Lumen animae. Edited by Matthias Farinator (fl. 1472-80). [Augsburg:] Anton Sorg, 3 September 1477.
Lumen animae. Edited by Matthias Farinator (fl. 1472-80). [Augsburg:] Anton Sorg, 3 September 1477.

Details
Lumen animae. Edited by Matthias Farinator (fl. 1472-80). [Augsburg:] Anton Sorg, 3 September 1477.

Chancery 2o (274 x 207 mm). Collation: [1-510 68 7-1210 138 14-3010 318 32-3710 386] blank, title, 1/2r preface by Farinator, 1/3r table,blank, 7/2r text, 27/7v table to second part, 27/9v part II, 38/6r colophon, 38/6v blank). 370 leaves. 40 (variable) lines, and headline in first part. Type: 1:103G. 3- and 4-line initial spaces. Woodcut Maiblumen initial opening text, woodcut outline initials. Bearer type on from bottom of 4/6v and on 6/8v from 4/5v. (Light marginal dampstain at end, small wormholes in first and final quires, blank corner of final leaf renewed.) 18th-century calf-backed wooden boards, bevelled at inner edge, spine lettered in gilt (worn at spine), single pin catch at fore-edge, without clasp.

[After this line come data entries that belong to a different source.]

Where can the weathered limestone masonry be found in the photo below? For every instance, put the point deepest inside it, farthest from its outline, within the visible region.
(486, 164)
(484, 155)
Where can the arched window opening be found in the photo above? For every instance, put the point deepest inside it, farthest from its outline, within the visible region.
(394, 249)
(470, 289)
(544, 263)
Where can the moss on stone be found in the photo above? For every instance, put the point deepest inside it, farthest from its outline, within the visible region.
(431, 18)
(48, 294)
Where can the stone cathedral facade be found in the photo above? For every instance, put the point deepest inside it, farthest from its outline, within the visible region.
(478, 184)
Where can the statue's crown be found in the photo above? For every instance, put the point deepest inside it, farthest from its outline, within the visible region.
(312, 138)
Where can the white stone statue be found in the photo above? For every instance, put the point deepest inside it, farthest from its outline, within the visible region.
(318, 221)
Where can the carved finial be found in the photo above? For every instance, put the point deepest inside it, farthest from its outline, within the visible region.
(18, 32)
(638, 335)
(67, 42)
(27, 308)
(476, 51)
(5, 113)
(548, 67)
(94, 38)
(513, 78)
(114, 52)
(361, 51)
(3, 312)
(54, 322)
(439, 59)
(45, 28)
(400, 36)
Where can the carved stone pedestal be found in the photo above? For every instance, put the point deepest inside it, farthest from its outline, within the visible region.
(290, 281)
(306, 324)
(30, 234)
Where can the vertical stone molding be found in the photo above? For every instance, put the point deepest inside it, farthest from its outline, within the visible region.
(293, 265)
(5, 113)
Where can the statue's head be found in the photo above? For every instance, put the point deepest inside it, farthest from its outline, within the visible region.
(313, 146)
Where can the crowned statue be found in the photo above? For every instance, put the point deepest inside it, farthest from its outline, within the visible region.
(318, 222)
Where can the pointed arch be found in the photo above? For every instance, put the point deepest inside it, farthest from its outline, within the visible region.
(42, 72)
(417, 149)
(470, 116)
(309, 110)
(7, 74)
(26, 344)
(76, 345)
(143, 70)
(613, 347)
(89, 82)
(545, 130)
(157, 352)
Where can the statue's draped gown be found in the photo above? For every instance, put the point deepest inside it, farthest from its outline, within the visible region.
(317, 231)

Provenance: a few contemporary annotations, several headlines corrected -- Augsburg, Augustinian priory of the Holy Cross: 17th-century inscription -- Franz Töpsl (1711-1796), prior of Augustinian canons at Polling: engraved bookplate dated 1744 -- Munich, Royal Library, duplicate: shelfmark Inc. Typ. Nro 2174, "Duplum" on front pastedown -- Bernd Pattloch: 20th-century bookplate; sale, Sotheby's London, 22 November 1984, lot 180 (to Lathrop Harper).

FIRST EDITION. The Lumen animae is a 14th-century collection of "exempla" drawn from natural history for use in the composition of sermons. It has been variously attributed to Berengarius of Landora, Godfrey of Vorau, John XXII, and Matthias Farinator. M.A. Rouse has authoritatively demonstrated that three distinct works circulated under this title, all originating in the 14th century but by different compilers. For the first edition Sorg used a variant of Rouse's version B of the text, which in the earliest surviving manuscript, dating to ca. 1332, is attributed to Godfrey, an Augustinian at Vorau. Matthias Farinator, a Viennese Carmelite, edited the 1477 edition, adding a new preface and two subject indexes of naturalia and moralia. (Cf. Archivum Fratrum Praedicatorum 41, 1971, pp. 5-113, esp. 50ff.)

This copy previously contained 5 manuscript leaves of text by Franz Töpsl, provost of Polling, with a copy of a letter from canon Anton Zungo to Töpsl which names the author of the Lumen animae as Hermannus de Gotschah, a canon of Vorau. These leaves are currently bound with the copy of this edition retained by the Bayerische Staatsbibliothek, whose catalogue states that the copy to which these leaves originally belonged is no longer known.

H 10329*; BMC II, 344 (IB. 5811); BSB-Ink L-286; Klebs 631.1; Goff L-393.